Apparently earlier this month, Harry Connick Jr. appeared on as a guest judge on an Australian live sketch show called “Hey, Hey, It’s Saturday” involving a segment where celebrity judges rate amateur live acts. A group came on to perform a “tribute” to the Jackson Five and Michael Jackson — with the “Jacksons” in black-face and “MJ” in whiteface.
Here’s a YouTube of the entire segment, as well as the apology the show made to Connick later in the hour:
First of all, I don’t care what country you’re in, that shit is racist! Sure, America has a national history of racial insensitivity and outright oppression, but just because Australia didn’t fight a Civil War about oppression doesn’t mean that it is exempt from being racist and offensive. A man in blackface standing alone at the North Pole is still in blackface.

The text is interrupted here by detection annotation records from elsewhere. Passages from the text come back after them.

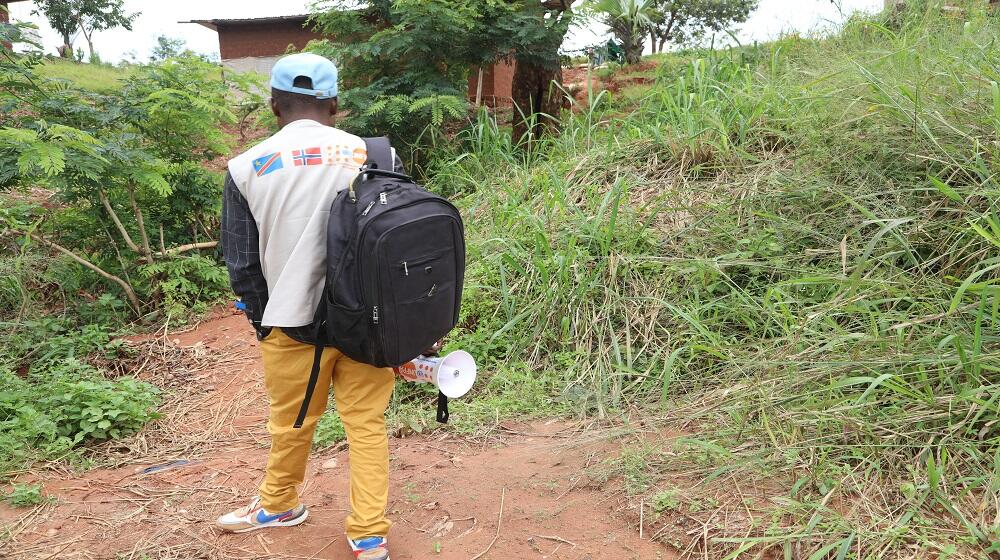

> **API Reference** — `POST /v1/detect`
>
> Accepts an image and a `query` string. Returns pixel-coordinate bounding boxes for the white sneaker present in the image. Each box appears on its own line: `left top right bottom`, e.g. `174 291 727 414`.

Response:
347 537 389 560
215 496 309 533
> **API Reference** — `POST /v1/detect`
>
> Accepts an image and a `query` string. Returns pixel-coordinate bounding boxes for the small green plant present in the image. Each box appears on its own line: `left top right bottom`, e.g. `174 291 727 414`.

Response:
653 488 681 515
313 410 347 449
0 482 52 507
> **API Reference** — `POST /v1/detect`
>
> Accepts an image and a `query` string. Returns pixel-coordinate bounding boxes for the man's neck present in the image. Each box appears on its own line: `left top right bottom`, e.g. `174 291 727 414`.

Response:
278 113 333 128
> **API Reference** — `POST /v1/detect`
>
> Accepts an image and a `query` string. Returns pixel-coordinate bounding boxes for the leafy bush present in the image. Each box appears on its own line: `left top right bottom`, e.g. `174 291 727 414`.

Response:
0 358 159 470
0 27 254 315
0 318 159 472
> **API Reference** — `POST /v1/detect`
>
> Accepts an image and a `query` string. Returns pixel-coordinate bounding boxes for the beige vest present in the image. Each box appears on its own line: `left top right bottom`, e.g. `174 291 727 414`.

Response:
229 120 367 327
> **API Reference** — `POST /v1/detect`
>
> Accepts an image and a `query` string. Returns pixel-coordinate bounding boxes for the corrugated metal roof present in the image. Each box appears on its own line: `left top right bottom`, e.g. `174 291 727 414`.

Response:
177 14 309 31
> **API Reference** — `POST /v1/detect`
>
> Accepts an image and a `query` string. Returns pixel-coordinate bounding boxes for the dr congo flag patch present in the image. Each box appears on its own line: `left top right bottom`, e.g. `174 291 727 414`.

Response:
292 147 323 167
253 152 285 177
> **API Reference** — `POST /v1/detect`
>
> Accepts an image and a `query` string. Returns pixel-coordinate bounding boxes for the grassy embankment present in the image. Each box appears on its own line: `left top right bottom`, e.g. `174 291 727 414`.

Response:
33 58 128 93
422 5 1000 559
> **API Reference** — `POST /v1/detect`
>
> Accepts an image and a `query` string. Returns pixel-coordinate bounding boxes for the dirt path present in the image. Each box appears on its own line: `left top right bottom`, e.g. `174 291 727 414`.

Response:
0 315 674 560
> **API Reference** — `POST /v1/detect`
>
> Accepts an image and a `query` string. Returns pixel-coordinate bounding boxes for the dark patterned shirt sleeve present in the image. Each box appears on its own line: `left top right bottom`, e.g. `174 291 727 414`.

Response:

After the show aired, the frontman for the “Jackson Jive” commented:
I want to say on behalf of all of us that this was really not intended to have anything to do with racism at all.
But how could you argue that the skit didn’t have anything to do with racism? Racialized make-up such as the kind donned by the self-described “Jackson Jive” is intended to caricature and mock racial physical features in an attempt to emulate a race of people, often paired with demeaning buffonery, and has been historically used around the world to diminish people of colour. What the “Jackson Jive” did is no different than Al Jolson donning blackface in The Jazz Singer or Mickey Rooney donning yellowface in Breakfast at Tiffany’s — each and every one of these people wore colour-face to play a racial stereotype for largely White audiences, and each and every one of them should have known better.
And if there was any doubt that the entire fiasco was not borne out of ignorance, consider that the “Jackson Jive” know enough about race relations to use the word “jive” in their group’s name — a clear reference to the “shucking and jiving” that Blackface minstrels performed at the turn of the last century.
What’s truly shocking about the segment is the lack of commentary any of the two other judges made about it. Connick was clearly offended, but neither of the other judges even questioned the offensive use of blackface; indeed, the show’s host, Daryl Somers commented that the “Jackson Jive” won the variety show’s contest when they performed the same schtick back in 1998. Clearly, even only ten years ago, the producers of “Hey, Hey, It’s Saturday” saw nothing wrong with demeaning Black people around the world (and in Australia!) by praising this kind of racism.
Later, on CNN, Somers defended the “Jackson Jive” by calling them a tribute to Michael Jackson and essentially calling Americans (like Connick) humorless for not “seeing the lightness of it”. Which sort of makes the whole on-air apology to Connick ring a little false, no? Again, that skit was funny — if you think racism is hilarious.
Sadly, while I applaud Connick for actually speaking out against the sketch and getting an on-air apology from the show, Connick hasn’t gone so far as to boycott future appearances on “Hey, Hey, It’s Saturday”. What the producers really need to do is apologize to the world’s Black community; blackface really has no place in today’s world — whether in Australia or America.